Si tratta, allora, di cogliere il senso del proprio agire professionale sapendo intrecciare nell’interpretazione gli atteggiamenti soggettivi, nei quali la persona elabora le intenzioni del proprio agire, con l’attenzione alle ricadute sociali che il proprio esercizio viene ad avere. Ciò è possibile attraverso un’assimilazione di quei valori interiori quali lo spirito di servizio e la solidarietà, più volte segnalati nel testo del CDG/2 con i significati sociali e culturali elaborati, con le attese che la società matura nei confronti di ciascuna professione. Non va comunque dimenticato anche un esercizio critico e testimoniale della propria professione che consenta di contrastare quegli aspetti più negativi presenti nell’attuale percezione del lavoro e della professione.
Lo sviluppo di questa prospettiva è connesso con una maturazione più ampia della coscienza personale. Circa questo aspetto occorre ribadire l’ambivalenza che attraversa il mondo dei giovani in particolare nell’attuale contesto. Appare in un certo senso tramontata l’idea della “mistica” ed “eroica” del lavoro che può aver esercitato un certo fascino nelle precedenti generazioni. Il disincanto anche verso questo valore indulge verso un ripiegamento nei confronti di quelle esperienze che danno corpo alla vita accanto al lavoro. Così il lavoro è visto come uno strumento necessario per assicurare alla propria esistenza la possibilità di accedere al altre esperienze, quelle enfaticamente rappresentate dal “tempo libero”, ritenute capaci di interpretare maggiormente l’autenticità della vita. Questo disincanto non è solo segno di una svalutazione del lavoro e della professione, quanto piuttosto scaturisce da una riflessione realistica circa le effettive possibilità offerte per accedere e per vivere il proprio impegno. Resta comunque il dato inquietante della difficoltà contemporanea ad articolare l’esperienza del lavoro e quella del tempo del “non lavoro”, visti ormai come due momenti separati della vita e, comunque, pensati in prospettiva più di “esperimenti” sulla vita, che di “decisioni” circa l’unità e la qualità della vita buona[7].

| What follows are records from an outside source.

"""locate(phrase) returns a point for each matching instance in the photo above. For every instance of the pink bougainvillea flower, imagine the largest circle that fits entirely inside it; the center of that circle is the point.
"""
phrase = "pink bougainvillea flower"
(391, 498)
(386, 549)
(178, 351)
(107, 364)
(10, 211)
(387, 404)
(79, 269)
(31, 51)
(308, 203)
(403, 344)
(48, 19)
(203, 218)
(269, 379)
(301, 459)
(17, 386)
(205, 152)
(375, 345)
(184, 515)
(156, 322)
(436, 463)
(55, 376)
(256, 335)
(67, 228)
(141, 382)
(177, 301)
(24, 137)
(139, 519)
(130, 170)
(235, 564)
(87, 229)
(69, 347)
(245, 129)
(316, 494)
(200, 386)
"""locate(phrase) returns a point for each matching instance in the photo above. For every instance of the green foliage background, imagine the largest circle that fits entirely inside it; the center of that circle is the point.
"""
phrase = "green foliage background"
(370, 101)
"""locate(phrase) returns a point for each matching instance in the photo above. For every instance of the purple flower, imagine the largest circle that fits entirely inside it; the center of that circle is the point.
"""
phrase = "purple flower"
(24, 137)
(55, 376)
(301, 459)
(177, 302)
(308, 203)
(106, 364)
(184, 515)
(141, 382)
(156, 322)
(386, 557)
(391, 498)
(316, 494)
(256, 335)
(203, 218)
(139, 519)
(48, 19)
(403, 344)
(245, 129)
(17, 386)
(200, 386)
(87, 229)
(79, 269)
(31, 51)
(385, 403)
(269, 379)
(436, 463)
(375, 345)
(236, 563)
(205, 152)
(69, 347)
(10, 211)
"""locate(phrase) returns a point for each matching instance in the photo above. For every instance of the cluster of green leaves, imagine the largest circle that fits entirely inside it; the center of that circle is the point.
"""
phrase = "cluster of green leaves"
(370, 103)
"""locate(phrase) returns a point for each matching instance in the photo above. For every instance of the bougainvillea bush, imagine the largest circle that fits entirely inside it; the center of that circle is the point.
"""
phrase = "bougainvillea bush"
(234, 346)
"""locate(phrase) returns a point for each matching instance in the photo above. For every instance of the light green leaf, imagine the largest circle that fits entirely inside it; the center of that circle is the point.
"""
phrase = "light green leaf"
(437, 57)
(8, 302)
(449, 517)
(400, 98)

Davanti a questa caratteristica, che non può offuscare, comunque, l’importanza di una riflessione circa l’impegno ed il riconoscimento di quei valori che consentono di apprezzare in modo etico l’esperienza del lavoro e l’esercizio della professionalità, occorre riconoscere la consapevolezza di una non immediata leggibilità di quanto il CDG/ 2 propone. La semplice posizione della questione domanda, così, più radicalmente una riflessione sulla rimozione della domanda etica che si fa spazio in larghi settori della vita individuale e più ampiamente nell’ethos sociale. La semplice posizione di valutazioni circa la bontà dell’agire non trascende in molte occasioni il livello della raccomandazione e dell’esortazione, senza insistere su una educazione alla capacità di decidere e di valutare e, a monte, sul senso e la possibilità della “formazione” della persona[8].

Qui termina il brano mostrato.